The OMDS/VGSE Vienna Joint Economics seminar is held weekly on Thursdays during the term.
VJE-Seminars scheduled in October:
- Speaker: Nicolas de Roos (The University of Liverpool)
- Title: Negotiating Coordination: A Study in Retail Gasoline
- Time: Thursday, Oct. 23, 1:15 – 2:45 pm
- Location: Lecture Hall 9 (1-floor), OMP-1
- Abstract: This paper studies the role of market prices in coordinating and renegotiating market outcomes absent direct communication. We examine a gradual, sometimes disruptive, equilibrium transition with these characteristics using a unique dataset of daily and hourly station-level prices from an urban gasoline market. Aided by an information-sharing platform, the firms transition over seven years from a coordinated pricing structure with focal pricing rules to another with price signaling. Along the path, we observe recurrent deviations from focal pricing rules that entail substantial price undercutting and business stealing without immediate punishment. We also uncover a price war involving renegotiation, punishments, and resolution strictly through prices. Lastly, we document how, absent direct communication, firms can actively evolve a pricing structure to limit rivals’ deviation and undercutting incentives to enable long-lasting price-enhancing coordination. Overall, our findings establish that prices can yield a sufficiently rich communication medium for implementing and renegotiating collusive pricing structures, yet involve firms needing to overcome significant strategic uncertainty in doing so. We discuss implications for theories of collusion in economics and policies for detecting and prosecuting cartels.

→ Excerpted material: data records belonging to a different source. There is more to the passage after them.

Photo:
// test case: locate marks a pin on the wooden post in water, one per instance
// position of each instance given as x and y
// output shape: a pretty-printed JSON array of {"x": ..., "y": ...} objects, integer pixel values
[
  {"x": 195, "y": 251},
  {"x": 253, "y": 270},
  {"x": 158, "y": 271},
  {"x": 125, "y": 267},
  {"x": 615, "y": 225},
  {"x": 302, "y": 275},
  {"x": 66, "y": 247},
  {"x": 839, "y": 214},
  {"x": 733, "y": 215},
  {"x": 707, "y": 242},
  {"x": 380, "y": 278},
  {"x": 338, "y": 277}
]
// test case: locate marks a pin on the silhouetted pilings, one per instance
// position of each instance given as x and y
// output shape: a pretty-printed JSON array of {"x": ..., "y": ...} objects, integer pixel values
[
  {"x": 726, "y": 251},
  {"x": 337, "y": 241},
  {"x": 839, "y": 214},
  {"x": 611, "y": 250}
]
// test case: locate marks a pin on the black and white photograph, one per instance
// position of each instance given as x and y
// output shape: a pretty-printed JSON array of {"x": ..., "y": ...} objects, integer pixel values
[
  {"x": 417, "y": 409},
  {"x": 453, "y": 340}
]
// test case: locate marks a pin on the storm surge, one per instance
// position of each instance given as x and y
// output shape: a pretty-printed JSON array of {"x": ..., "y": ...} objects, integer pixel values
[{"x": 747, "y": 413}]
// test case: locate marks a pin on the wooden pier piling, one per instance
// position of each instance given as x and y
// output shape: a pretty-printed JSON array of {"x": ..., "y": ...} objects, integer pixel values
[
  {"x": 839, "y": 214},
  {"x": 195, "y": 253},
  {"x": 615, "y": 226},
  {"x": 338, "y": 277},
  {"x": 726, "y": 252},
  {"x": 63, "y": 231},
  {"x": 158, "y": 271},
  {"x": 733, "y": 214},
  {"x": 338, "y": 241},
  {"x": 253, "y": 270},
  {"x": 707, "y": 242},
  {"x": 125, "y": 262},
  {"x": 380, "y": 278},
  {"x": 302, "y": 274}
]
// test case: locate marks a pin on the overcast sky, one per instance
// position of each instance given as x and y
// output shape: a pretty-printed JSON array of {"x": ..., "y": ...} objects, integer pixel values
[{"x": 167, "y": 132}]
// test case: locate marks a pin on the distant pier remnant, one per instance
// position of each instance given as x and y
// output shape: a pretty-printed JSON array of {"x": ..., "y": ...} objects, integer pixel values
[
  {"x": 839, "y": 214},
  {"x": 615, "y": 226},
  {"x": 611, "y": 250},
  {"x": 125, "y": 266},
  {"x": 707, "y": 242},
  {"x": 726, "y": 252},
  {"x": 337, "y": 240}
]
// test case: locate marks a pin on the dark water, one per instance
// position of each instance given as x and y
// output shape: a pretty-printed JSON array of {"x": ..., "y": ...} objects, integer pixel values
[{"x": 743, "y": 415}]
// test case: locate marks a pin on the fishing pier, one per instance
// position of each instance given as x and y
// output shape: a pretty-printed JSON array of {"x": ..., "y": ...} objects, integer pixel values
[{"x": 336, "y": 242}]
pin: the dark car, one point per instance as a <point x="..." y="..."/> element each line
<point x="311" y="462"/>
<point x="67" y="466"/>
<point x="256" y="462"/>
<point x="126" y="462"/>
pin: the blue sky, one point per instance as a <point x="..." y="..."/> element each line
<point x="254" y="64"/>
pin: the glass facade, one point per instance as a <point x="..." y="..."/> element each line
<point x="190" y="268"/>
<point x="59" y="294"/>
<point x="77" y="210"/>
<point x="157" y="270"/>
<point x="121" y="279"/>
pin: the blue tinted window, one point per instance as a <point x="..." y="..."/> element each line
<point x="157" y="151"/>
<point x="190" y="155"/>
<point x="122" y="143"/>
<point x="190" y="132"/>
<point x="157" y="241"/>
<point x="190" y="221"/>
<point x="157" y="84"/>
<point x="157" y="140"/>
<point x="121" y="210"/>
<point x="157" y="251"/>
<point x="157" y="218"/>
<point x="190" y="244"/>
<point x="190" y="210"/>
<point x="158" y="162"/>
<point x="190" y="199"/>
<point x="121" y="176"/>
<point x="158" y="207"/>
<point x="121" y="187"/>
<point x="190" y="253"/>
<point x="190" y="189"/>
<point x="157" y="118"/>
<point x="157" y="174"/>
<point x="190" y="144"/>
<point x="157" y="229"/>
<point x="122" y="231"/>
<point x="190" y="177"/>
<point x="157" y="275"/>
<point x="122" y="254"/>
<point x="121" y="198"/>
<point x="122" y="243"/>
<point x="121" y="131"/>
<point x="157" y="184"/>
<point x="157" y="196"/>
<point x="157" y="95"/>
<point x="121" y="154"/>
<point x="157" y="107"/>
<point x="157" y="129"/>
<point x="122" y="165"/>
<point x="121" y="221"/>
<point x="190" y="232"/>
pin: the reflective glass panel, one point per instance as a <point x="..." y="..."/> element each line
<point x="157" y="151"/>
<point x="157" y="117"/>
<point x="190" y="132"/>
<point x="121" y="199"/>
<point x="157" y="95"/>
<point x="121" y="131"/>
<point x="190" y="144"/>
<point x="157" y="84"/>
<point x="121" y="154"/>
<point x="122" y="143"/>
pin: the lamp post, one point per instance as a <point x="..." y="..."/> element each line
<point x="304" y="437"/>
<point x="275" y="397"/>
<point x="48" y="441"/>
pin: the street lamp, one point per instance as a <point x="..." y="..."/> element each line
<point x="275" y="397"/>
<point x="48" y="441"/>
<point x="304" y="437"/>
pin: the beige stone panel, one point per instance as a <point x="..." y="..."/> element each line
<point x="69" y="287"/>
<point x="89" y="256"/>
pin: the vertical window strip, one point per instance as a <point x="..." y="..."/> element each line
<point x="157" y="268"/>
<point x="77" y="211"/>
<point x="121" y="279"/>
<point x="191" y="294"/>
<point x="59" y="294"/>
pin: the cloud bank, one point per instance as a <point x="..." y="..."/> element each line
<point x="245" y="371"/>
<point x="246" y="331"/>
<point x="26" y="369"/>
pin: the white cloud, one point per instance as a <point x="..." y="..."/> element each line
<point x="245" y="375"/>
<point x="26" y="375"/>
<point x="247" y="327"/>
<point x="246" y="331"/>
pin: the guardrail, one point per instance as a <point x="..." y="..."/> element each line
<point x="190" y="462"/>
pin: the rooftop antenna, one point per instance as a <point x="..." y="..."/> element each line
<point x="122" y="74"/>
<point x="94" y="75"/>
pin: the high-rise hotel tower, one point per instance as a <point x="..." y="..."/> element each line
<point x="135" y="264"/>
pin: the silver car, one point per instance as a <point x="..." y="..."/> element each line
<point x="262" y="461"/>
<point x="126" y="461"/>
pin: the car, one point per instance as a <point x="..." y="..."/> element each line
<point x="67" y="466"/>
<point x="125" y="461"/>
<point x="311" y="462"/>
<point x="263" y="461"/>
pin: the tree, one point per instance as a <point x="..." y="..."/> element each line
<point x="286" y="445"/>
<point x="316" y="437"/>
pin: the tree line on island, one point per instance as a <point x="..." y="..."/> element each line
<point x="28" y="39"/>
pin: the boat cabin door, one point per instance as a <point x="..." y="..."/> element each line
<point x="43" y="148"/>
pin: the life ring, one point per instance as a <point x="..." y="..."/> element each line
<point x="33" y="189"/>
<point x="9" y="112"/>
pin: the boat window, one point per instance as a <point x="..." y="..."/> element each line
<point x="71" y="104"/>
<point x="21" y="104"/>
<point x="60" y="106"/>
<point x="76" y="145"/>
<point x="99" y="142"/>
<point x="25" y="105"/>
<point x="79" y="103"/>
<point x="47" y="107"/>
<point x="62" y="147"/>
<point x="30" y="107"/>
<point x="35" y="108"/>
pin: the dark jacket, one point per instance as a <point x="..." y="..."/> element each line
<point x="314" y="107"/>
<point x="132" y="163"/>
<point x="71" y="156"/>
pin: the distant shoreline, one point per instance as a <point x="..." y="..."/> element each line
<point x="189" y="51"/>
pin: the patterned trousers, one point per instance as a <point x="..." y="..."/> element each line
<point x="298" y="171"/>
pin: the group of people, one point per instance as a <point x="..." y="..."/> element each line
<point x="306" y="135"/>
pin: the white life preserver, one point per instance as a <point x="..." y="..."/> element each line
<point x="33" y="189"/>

- Speaker: Elisa Giannone (CREI)
- Title: Unpacking Moving - A Quantitative Spatial Equilibrium Model with Wealth
- Time: Thursday, Oct. 2, 1:15 – 2:45 pm
- Location: Lecture Hall 9 (1-floor), OMP-1
- Abstract: We argue that incomplete markets and income risk explain a large fraction of moving rates, especially for low-wealth individuals. We reach this conclusion by developing a quantitative dynamic spatial equilibrium model with endogenous wealth accumulated through liquid and illiquid assets (homeownership) under income risk and incomplete markets. Given the rich individual and spatial heterogeneity, our model is well-suited to compare people- to place-based policies aimed at reducing inequality. Do moving vouchers (people-based) or reduction in housing regulations (place-based) enhance welfare relatively more for the poor? Moving vouchers only marginally increase the welfare of eligible households, and those who receive the vouchers tend to move to locations with lower house prices and wages. In contrast, lower housing regulations in Vancouver can substantially decrease the welfare gap between the rich and poor nationwide. As this policy increases housing affordability in more productive cities, it reduces the incentive for low-wealth families to move precautionarily to low housing costs locations. Lower housing costs increases the insurance value of high-income cities and allows for higher wealth accumulation through homeownership for poorer households.